Zu vergleichen sind die kürzeste und die regelmäßig benutzte längere Straßenverbindung. Eine nicht gefahrene - längere als die kürzeste, aber kürzere als die gefahrene - Route kann nicht als verkehrsgünstigere Verbindung zugrunde gelegt werden.  

Hintergrund

Für die Entfernungspauschale (Wege zwischen Wohnung und Arbeitsstätte/Betriebsstätte) ist die kürzeste Straßenverbindung zugrunde zu legen. Eine andere - längere - Strecke ist nur dann zu berücksichtigen, diese "offensichtlich verkehrsgünstiger" ist. Zu entscheiden war, welche Straßenverbindung als die verkehrsgünstigere anzusetzen war.

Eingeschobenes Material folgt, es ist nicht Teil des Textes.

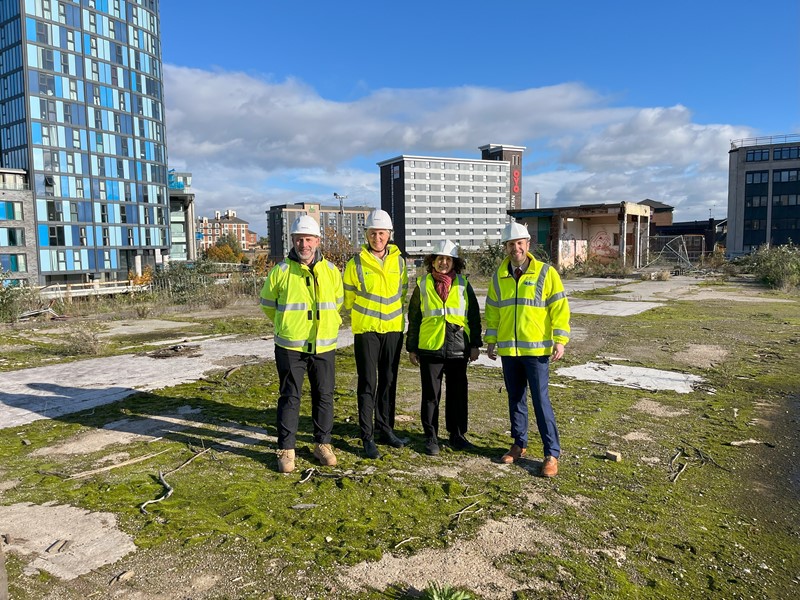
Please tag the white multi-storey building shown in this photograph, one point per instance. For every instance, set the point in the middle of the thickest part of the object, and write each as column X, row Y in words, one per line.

Der Arbeitnehmer A setzte für seine Fahrten zwischen Wohnung und Arbeitsstätte 56 km einfache Wegstrecke an. Das Finanzamt berücksichtigte die kürzeste Straßenverbindung mit nur 44 km. Das Finanzgericht ging von einer einfachen Entfernung von 49 km aus. Es berücksichtigte die von A gewählte Route nur teilweise. Es sah nur eine Teilstrecke der von A angesetzten Strecke als offensichtlich verkehrsgünstiger gegenüber der kürzesten Strecke an. Für eine andere Teilstrecke ermittelte es eine verkehrsgünstigere Lösung als die von A angegebene Strecke und setzte diese an. A hatte mit seiner Klage daher teilweise Erfolg.

Entscheidung

Die Revision des Finanzamts führte zur Zurückverweisung der Sache an das Finanzgericht.

Zu vergleichen ist die vom Arbeitnehmer benutzte Verbindung mit der kürzesten Verbindung. Ist sie "offensichtlich verkehrsgünstiger", ist sie zugrunde zu legen. Der Gesetzeswortlaut verlangt nicht, dass die gefahrene Strecke verkehrsgünstiger als alle übrigen möglichen Verbindungen sein muss, d.h. dass es sich um die verkehrsgünstigste Strecke überhaupt handeln muss. Eine bloß mögliche, aber nicht benutzte Verbindung kann der Entfernungspauschale nicht zugrunde gelegt werden. Nur diese Auslegung entspricht dem Vereinfachungsgedanken der Pauschalierung. Würde man - wie das Finanzgericht - zusätzlich verlangen, dass die tatsächlich benutzte Fahrstrecke die verkehrsgünstigste sein muss, wären umfangreiche Ermittlungen und Beweiserhebungen notwendig, d.h. es müsste unter Einbeziehung sämtlicher Streckenvarianten geprüft werden, welche Verbindung die verkehrsgünstigste ist.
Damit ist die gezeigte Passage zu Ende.